Forex-Rates:

Ten US Christians may face kidnapping charges

Posted on: Wed February 03, 2010

PORT-AU-PRINCE/WASHINGTON: Ten US Christians held in Haiti faced possible child-trafficking charges on Tuesday over an attempt to smuggle a group of children out of the quake-devastated nation.    

In a case that has heightened concerns about the safety of child survivors of the quake, the 10 members of a Christian group who deny any evil intent face further questioning and a court appearance, officials said.    

The controversy has overshadowed the ongoing massive international relief effort still struggling to feed, house and care for an estimated one million homeless Haitians.     Three weeks after the 7.0-magnitude quake killed 170,000 people, flattening the capital Port-au-Prince, many survivors are still gasping for food, water, shelter, security and medical help.    

UN officials said nearly half a million people had fled Port-au-Prince for the countryside since the quake, doubling a previous estimate of 235,000.    

The UN s Office for the Coordination of Humanitarian Affairs said 90 per cent were staying with relatives, but the prices of basic commodities such as rice and sugar were rising and medical centers were short of supplies and equipment.    

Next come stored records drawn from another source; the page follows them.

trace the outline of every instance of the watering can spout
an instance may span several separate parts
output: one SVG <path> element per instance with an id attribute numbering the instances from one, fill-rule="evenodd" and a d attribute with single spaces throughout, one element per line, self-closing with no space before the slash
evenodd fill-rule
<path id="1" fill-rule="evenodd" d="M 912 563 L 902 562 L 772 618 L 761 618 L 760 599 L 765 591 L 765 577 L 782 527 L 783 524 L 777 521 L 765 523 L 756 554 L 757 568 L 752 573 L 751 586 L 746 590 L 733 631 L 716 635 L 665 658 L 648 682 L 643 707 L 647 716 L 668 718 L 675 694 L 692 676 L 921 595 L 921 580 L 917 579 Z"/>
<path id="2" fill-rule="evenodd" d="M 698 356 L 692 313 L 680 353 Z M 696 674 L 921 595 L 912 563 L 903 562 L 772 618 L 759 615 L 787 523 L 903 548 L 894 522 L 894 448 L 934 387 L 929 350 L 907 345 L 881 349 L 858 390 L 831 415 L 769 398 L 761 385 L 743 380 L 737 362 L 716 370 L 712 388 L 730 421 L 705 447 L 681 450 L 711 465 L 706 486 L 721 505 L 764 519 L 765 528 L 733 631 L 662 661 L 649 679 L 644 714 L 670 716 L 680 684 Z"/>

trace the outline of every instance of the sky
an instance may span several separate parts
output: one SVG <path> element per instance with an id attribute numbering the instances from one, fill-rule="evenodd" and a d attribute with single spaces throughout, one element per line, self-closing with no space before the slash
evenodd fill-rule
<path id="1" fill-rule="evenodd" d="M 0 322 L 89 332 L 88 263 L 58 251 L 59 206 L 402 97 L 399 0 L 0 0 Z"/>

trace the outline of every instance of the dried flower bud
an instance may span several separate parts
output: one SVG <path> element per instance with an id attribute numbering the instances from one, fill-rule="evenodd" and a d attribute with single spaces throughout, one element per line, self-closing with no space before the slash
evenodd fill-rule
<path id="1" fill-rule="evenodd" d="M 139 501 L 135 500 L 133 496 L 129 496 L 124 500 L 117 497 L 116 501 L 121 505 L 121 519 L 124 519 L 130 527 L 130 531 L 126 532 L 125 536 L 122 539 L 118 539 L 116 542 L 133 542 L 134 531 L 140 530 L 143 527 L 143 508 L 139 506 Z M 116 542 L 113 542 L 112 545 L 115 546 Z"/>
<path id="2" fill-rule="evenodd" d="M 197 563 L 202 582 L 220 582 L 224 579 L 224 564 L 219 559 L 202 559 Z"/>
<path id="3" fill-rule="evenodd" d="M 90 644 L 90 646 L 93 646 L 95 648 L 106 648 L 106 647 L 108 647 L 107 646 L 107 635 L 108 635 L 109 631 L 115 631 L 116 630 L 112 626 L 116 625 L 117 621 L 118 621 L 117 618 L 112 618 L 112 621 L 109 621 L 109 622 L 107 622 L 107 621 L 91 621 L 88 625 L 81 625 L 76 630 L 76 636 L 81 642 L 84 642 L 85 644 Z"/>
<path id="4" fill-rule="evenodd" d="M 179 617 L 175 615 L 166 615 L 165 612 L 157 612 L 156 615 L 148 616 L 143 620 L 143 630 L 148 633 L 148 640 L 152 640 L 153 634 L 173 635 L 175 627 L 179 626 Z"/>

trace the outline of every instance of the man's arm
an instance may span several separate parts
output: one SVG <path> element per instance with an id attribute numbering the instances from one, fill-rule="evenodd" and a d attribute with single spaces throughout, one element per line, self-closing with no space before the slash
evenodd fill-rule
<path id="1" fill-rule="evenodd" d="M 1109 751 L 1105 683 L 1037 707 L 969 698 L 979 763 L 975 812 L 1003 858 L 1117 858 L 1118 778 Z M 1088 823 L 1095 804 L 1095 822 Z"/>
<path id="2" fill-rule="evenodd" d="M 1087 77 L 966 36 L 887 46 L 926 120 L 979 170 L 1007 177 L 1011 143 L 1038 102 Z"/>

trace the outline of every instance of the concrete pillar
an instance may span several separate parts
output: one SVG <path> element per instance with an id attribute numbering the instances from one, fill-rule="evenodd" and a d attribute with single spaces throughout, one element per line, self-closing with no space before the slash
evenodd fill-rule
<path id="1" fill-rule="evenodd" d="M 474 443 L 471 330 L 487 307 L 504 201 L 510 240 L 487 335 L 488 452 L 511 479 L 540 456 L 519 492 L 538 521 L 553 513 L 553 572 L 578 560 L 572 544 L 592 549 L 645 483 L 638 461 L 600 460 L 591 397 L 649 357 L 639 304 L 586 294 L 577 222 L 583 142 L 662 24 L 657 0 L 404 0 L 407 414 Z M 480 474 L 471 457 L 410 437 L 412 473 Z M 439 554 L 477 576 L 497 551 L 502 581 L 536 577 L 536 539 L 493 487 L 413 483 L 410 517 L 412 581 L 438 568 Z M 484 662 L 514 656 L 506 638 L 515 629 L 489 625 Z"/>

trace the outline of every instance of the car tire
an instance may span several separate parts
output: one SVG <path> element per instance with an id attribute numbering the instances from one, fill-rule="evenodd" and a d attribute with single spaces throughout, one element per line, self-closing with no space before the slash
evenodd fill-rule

In Port-au-Prince, interim prosecutor Mazar Fortil said the Christians may face a charge of criminal conspiracy in Haiti as well as possible charges of kidnapping minors and child-trafficking.    

The five men and five women with US passports, and two Haitians, were held late Friday when they tried to cross into the Dominican Republic in a bus with 33 children aged between two months and 14 years.

Culture and Communications Minister Marie Laurence Jocelyn Lassegue said a Haitian judge would decide whether to transfer the case to the United States.    

A first appearance for the group scheduled Monday was postponed because a Creole language interpreter was not available.